Dans une maisonnette de village vivait une petite fille qui n’avait plus de maman. Son père, qui était déjà assez vieux, se remaria ; mais il ne sut pas bien choisir. La nouvelle femme n’était pas une vraie maman, c’était une marâtre. Elle détestait la petite fille et lui parlait durement. Elle lui faisait balayer la poussière du chemin pendant l’été et la neige pendant l’hiver. Mais elle avait beau être méchante, la petite-fille restait bien propre, ses yeux bleus brillants et ses cheveux blonds bien coiffés.

  • Comment vais-je faire pour m’en débarrasser ? songeait la marâtre.

Un jour que son mari était allé au marché porter du blé, elle dit à la petite fille : « Va chez ma sœur, ta bonne tante et demande-lui une aiguille et du fil pour te coudre une chemise. »

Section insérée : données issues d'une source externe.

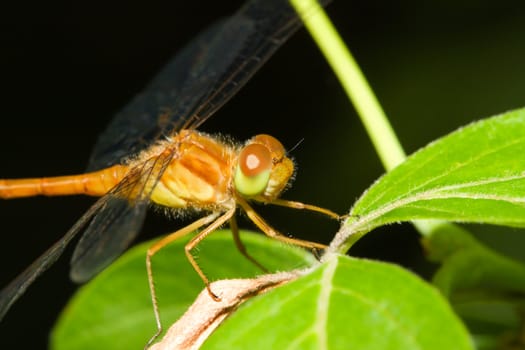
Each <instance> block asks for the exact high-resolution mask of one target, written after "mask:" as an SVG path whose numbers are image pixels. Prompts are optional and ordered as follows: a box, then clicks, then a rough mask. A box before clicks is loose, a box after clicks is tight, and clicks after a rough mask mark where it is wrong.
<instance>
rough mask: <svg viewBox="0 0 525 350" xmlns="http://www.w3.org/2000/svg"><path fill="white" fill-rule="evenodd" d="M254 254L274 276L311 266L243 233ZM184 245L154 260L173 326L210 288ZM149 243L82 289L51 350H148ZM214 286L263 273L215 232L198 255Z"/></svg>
mask: <svg viewBox="0 0 525 350" xmlns="http://www.w3.org/2000/svg"><path fill="white" fill-rule="evenodd" d="M241 234H242V236H241V238H242V241H243V242H244V243H245V245H246V247H247V250H248V252H249V253H250V254H251V255H252V256H253V257H254V258H256V260H257V261H258V262H260V263H261V264H262V265H263V266H264V267H265V268H267V269H268V270H269V271H276V270H289V269H295V268H298V267H302V266H309V265H311V264H312V263H313V262H314V261H315V259H314V258H313V256H312V255H311V254H310V253H308V252H307V251H305V250H303V249H299V248H296V247H293V246H290V245H285V244H283V243H280V242H278V241H276V240H272V239H268V238H266V237H264V236H263V235H261V234H250V233H245V232H241ZM185 243H186V241H184V240H180V241H177V242H174V243H173V244H171V245H169V246H167V247H166V248H164V249H162V250H161V251H160V252H159V253H158V254H157V255H155V256H154V257H153V261H152V264H153V273H154V277H155V285H156V288H157V296H158V301H159V308H160V312H161V318H162V321H163V324H164V326H165V327H166V326H168V325H170V324H171V323H173V322H174V321H175V320H176V319H177V318H179V317H180V316H181V315H182V314H183V313H184V312H185V311H186V309H187V308H188V307H189V305H190V304H191V303H192V302H193V300H194V299H195V297H196V296H197V295H198V293H199V292H200V291H201V290H202V289H203V288H204V284H203V282H202V280H201V279H200V278H199V276H198V275H197V273H196V272H195V270H193V268H192V267H191V265H190V264H189V262H188V260H187V259H186V256H185V254H184V245H185ZM151 245H152V242H147V243H144V244H141V245H139V246H137V247H134V248H133V249H131V250H130V251H128V252H127V253H126V254H124V255H123V256H122V257H121V258H120V259H118V260H117V261H116V262H115V263H114V264H113V265H111V266H110V267H108V268H107V269H106V270H105V271H103V272H102V273H101V274H99V275H98V276H97V277H96V278H94V279H93V280H92V281H91V282H90V283H88V284H87V285H85V286H83V287H82V288H80V290H79V291H78V292H77V293H76V295H75V296H74V297H73V299H72V300H71V301H70V302H69V304H68V305H67V307H66V308H65V309H64V311H63V313H62V315H61V317H60V319H59V320H58V322H57V324H56V325H55V328H54V330H53V332H52V335H51V349H55V350H61V349H68V350H74V349H142V348H143V347H144V345H145V344H146V342H147V341H148V340H149V339H150V338H151V337H152V335H153V334H154V333H155V331H156V326H155V319H154V315H153V308H152V306H151V297H150V294H149V289H148V282H147V276H146V264H145V257H146V250H147V249H148V248H149V247H150V246H151ZM195 254H196V256H197V257H198V261H199V264H200V266H201V267H202V269H203V270H204V271H205V272H206V273H207V275H208V277H209V278H211V279H212V280H215V279H221V278H241V277H253V276H255V275H258V274H261V271H260V269H259V268H258V267H256V266H255V265H254V264H252V263H251V262H250V261H248V260H247V259H246V258H245V257H243V256H242V255H241V254H240V253H239V252H238V251H237V249H236V248H235V245H234V243H233V241H232V238H231V233H229V232H227V231H223V232H215V233H214V234H213V235H211V236H210V237H208V238H207V239H205V240H204V241H203V242H202V243H201V244H200V245H199V248H198V249H197V251H196V252H195Z"/></svg>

La petite fille mit son joli fichu rouge et partit. En route, comme elle était fine, elle se dit : « J’ai une bonne tante, c’est vrai, mais qui n’est point la sœur de ma marâtre : c’est la sœur de ma vraie maman. J’irai d’abord lui demander conseil. »
Sa tante la reçut avec un grand plaisir.

  • Tante, dit la petite fille, la femme de mon cher papa m’envoie chez sa sœur lui demander une aiguille et du fil pour me coudre une chemise. Mais, d’abord, je suis venue te demander, à toi, un bon conseil.
  • Que tu as bien fait ! dit la tante, et que tu es fine ! La sœur de ta marâtre n’est autre que Baba Yaga, la cruelle ogresse ! Mais écoute-moi : il y a chez Baba Yaga un bouleau qui voudra te fouetter les yeux, noue-le d’un ruban. Tu verras une grosse barrière qui grince et qui voudra se refermer toute seule, verse-lui de l’huile sur les gonds. Les chiens voudront te dévorer, jette-leur du pain. Enfin, tu verras un chat qui te crèverait les yeux, donne-lui un bout de jambon. Avec du courage et de la gentillesse tu seras plus forte que les méchants.
  • Merci bien, ma tante, dit la petite fille.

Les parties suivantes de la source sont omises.